Beinschab hat nun offen gelegt, wie viele allgemein politische Fragen – bis zu den Fragen, welchem Tier Österreichs Spitzenpolitiker am ähnlichsten wären – die Herren FRISCHMANN und SCHMID bei ihr beauftragt hätten und sie hat am Ende ihrer Befragung, um den „Kronzeugen-Status“ zu bekommen, sogar zugegeben, dass sie nun einsieht, dass sie die politischen Fragen zu den Wahl-Chancen der ÖVP oder zu Kern als Pizzaboten nicht mit den Finanzministeriums-Studien zum Steuerbetrug o.ä. hätte „verbinden dürfen. Das war ein Fehler!“
Doch erst die Befragung von FRISCHMANN und SCHMID wird ergeben, ob die beiden wirklich Untreue begangen haben, oder ob ihre Zusatz-Fragen nicht von höheren Stellen im Ministerium – etwa dem Minister selbst – abgesegnet waren.

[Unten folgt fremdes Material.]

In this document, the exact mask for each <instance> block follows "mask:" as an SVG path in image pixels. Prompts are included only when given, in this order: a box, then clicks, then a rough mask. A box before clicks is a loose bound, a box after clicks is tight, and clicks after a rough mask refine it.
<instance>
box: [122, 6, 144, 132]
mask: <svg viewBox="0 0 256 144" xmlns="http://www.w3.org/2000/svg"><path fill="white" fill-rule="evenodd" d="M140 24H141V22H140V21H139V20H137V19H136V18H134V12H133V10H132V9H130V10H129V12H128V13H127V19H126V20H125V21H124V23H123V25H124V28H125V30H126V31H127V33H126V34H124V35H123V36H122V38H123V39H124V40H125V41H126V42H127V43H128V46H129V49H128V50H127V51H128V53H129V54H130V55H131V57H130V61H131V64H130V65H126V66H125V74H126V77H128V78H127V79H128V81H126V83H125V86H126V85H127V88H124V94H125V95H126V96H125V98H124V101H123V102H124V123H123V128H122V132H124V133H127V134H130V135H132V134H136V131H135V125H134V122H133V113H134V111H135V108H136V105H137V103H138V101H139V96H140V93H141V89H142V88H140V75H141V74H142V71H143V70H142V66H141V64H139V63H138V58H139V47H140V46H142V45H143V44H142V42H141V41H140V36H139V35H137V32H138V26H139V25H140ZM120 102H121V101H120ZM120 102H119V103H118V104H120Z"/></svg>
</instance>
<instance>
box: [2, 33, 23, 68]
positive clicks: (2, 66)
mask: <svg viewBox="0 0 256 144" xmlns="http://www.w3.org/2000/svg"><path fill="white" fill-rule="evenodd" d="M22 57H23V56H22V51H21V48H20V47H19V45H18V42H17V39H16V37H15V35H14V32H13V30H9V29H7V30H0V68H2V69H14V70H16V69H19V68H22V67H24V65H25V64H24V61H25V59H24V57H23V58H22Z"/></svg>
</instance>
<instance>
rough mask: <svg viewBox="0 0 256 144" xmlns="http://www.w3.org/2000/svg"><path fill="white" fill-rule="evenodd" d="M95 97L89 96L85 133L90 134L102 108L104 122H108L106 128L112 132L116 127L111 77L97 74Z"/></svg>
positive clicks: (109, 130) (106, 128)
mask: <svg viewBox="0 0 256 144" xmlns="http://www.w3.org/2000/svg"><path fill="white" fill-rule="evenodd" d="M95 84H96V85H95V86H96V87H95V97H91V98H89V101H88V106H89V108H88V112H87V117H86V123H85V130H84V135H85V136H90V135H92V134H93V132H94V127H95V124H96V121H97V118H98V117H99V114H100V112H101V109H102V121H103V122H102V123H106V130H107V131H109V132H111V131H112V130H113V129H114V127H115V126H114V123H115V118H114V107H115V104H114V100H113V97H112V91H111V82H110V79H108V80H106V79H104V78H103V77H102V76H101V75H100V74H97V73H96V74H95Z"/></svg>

Sebastian Kurz von Beinschab entlastet: »Ich habe ihn nie getroffen. Gar nie.«
Vorerst völlig entlastet wird von Beinschab Kurz. Beinschab betont mehrfach, dass sie zu Kurz in Sachen Umfragen keinen Kontakt hatte und ihn auch gar nicht kannte. Sie hätte Kurz kein einziges Mal getroffen oder gesprochen: „Ich habe ihn nur einmal im Vorbeigehen gesehen. Ansonsten nie. Gar nie.“ Auch den Kurz-Berater Stefan STEINER kenne sie „überhaupt nicht“.
Aus der durch diese Beinschab-Aussage schwer in die Defensive geratene Staatsanwaltschaft hört man, Kurz solle sich „nicht zu früh“ freuen. Als Nächstes würden FRISCHMANN und FLEISCHMANN einvernommen und gefragt, ob sie die Ergebnisse ihrer Umfragen an Kurz weitergegeben und mit ihm besprochen hätten.